John Grisham
John Grisham
D AS GESETZ
Stories
Für Bobby Moak
Nachdem Die Jury vor über zwei Jahrzehnten erschienen war, wurde mir schmerzhaft bewusst, dass es wesentlich schwieriger ist, Bücher zu verkaufen, als sie zu schreiben. Ich erstand eintausend Exemplare und hatte viel Mühe, sie loszuwerden. Nachdem ich sie im Kofferraum meines Autos gestapelt hatte, fuhr ich los und bot sie in Büchereien, Gartencentern, Urlaubsressorts, Lebensmittelgeschäften, Cafes und einer Handvoll Buchhandlungen an. Häufig begleitete mich mein lieber Freund Bobby Moak auf diesen Reisen.
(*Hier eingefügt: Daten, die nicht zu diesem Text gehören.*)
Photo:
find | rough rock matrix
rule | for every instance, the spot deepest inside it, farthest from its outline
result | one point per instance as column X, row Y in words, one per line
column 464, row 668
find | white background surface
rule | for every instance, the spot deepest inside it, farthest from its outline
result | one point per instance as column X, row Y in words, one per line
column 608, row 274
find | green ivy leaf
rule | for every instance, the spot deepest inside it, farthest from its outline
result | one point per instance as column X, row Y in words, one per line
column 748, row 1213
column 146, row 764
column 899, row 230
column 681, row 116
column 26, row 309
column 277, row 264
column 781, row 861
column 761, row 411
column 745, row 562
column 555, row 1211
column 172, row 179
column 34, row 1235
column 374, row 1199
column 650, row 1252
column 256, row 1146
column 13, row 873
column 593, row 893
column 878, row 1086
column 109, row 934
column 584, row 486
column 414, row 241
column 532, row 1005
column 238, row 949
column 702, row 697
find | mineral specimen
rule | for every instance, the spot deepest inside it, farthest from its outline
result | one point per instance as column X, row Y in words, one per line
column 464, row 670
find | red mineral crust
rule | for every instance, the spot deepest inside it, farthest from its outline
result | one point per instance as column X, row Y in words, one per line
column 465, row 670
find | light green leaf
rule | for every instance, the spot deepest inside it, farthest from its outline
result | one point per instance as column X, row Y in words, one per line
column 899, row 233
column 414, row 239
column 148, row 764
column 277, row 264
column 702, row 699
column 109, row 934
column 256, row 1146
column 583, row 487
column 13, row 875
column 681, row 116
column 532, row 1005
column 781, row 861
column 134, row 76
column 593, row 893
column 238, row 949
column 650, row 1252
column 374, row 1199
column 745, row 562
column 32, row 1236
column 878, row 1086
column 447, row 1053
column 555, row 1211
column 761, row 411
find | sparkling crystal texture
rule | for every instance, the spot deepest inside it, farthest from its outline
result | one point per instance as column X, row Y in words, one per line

Es gibt Geschichten, die wir nie erzählen werden.
Blutsbrüder
ALS SICH DIE NACHRICHT von Baileys Unfall in der ländlichen Siedlung Box Hill herumgesprochen hatte, gab es bereits mehrere Versionen. Ein Mitarbeiter der Baufirma hatte seine Mutter angerufen und berichtet, dass Bailey beim Einsturz eines Gerüstes in der Innenstadt von Memphis verletzt worden sei, dass er operiert werde, dass sein Zustand aber stabil und nicht lebensbedrohlich sei. Baileys Mutter, mit über zweihundert Kilo Körpergewicht krankhaft fettleibig und leicht erregbar, fing angesichts dieser Nachricht hysterisch an zu schreien, wodurch ihr ein paar Fakten entgingen. Sie rief Freunde und Nachbarn an, um ihnen die tragische Geschichte zu erzählen, und jedes Mal variierte sie Details oder erfand etwas dazu. Da sie es versäumt hatte, sich die Telefonnummer des Firmenmitarbeiters zu notieren, gab es keine Möglichkeit, die Gerüchte, die sich wie ein Lauffeuer verbreiteten, auf ihren Wahrheitsgehalt hin zu überprüfen.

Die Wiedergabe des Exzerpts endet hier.